A man surnamed Han who worked at a state-owned enterprise was accused of sharing more than two dozen national and corporate secrets with Capvision’s foreign clients. A mugshot in the video appeared to show he was detained by China’s Ministry of State Security in 2020.
Another man surnamed Lei, who worked for a defence contractor, was similarly accused of divulging sensitive military information to a Capvision client in 2020.
“This is a normal law enforcement action,” China’s ministry of foreign affairs said on Tuesday. The aim was to promote the “sound development” of the sector and “safeguard China’s security and development interests”.
Capvision’s employees in its Beijing office on Tuesday would not comment on the matter, while the group earlier pledged to “resolutely implement the development of national security” on Chinese social media.
But Bob Guterma, a former Capvision executive, said the revelations were surprising given the group’s long experience of dealing with the laws and pitfalls associated with its business.
Guterma was hired as Capvision’s inaugural chief compliance officer in 2012 to set up a strict programme as it angled to woo more foreign clients. The primary focus was insider trading but the programme also accounted for risks more specific to China, such as handling state secrets.
Contact with police and regulatory agencies was frequent and cordial during his time at the group, which ended in 2015. “You, in a certain way, would almost welcome that,” Guterma said, adding that the communication with the authorities helped with navigating China’s murky legal environment.

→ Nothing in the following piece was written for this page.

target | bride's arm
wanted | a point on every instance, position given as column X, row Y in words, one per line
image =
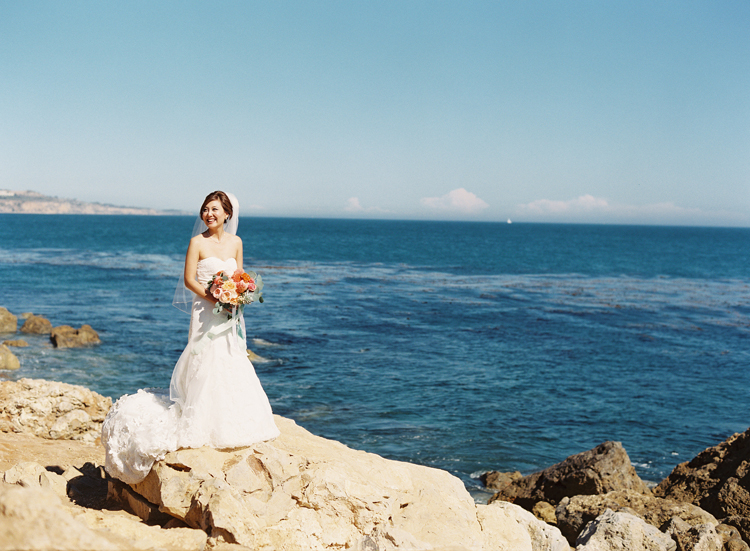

“Capvision has been doing what they’re doing for a very long time and not secretly — they knew that their business model flies real close to the no-fly zones,” said Guterma, who now leads independent news outlet The China Project.
For this reason, he argued, the CCTV report was more about sending a warning to the public on providing information to foreigners. Normally, wrongdoing would be dealt with administratively by the authorities and not splashed over state television.
“With the CCTV special, that’s the full treatment . . . this is intended to send a big message.”
The clampdown on expert networks comes as China has cut off foreign access to data ranging from shipping transponders that relay global supply chain information in real time, to public databases.
Last month, the country’s largest academic database CNKI, home to university theses, dissertations and other academic papers, began blocking foreign access. Private and government-run databases with Chinese corporate information, patent information, court records and procurement tenders have also snapped shut.
“They’re obviously trying to scare everyone and send a message,” said one former due diligence professional.
A US fund manager said his company was concentrating on consumer stocks, which seemed to have fewer national security complications, but even then, it still needed expert networks for non-public information, such as profit margins of specific business units or information on private competitors.
“I am concerned about my Chinese staff’s safety,” the fund manager said. “We don’t know where the bottom line is. What is a safe topic today can become sensitive tomorrow.”
The contradiction between China’s efforts to woo back foreign investors and Beijing’s clampdown on information might be due to overzealous implementation by lower authorities of instructions from China’s top leadership, which has said that “development and security have to go hand in hand”, said Li Mingjiang, a professor at Nanyang Technological University in Singapore.
“In the Chinese system it happens a lot, not just on this particular issue. Whenever the top leaders, the very top leader says something, the bureaucrats tend to overdo it.”
For now, however, the system seems oblivious to any over-reach. A state security official in a separate television special on the raids, his face blurred to conceal his identity, warned the crackdown would continue.
Security services will “intensify law enforcement against activities that endanger national security, such as consulting in violation of laws and regulations”, he said.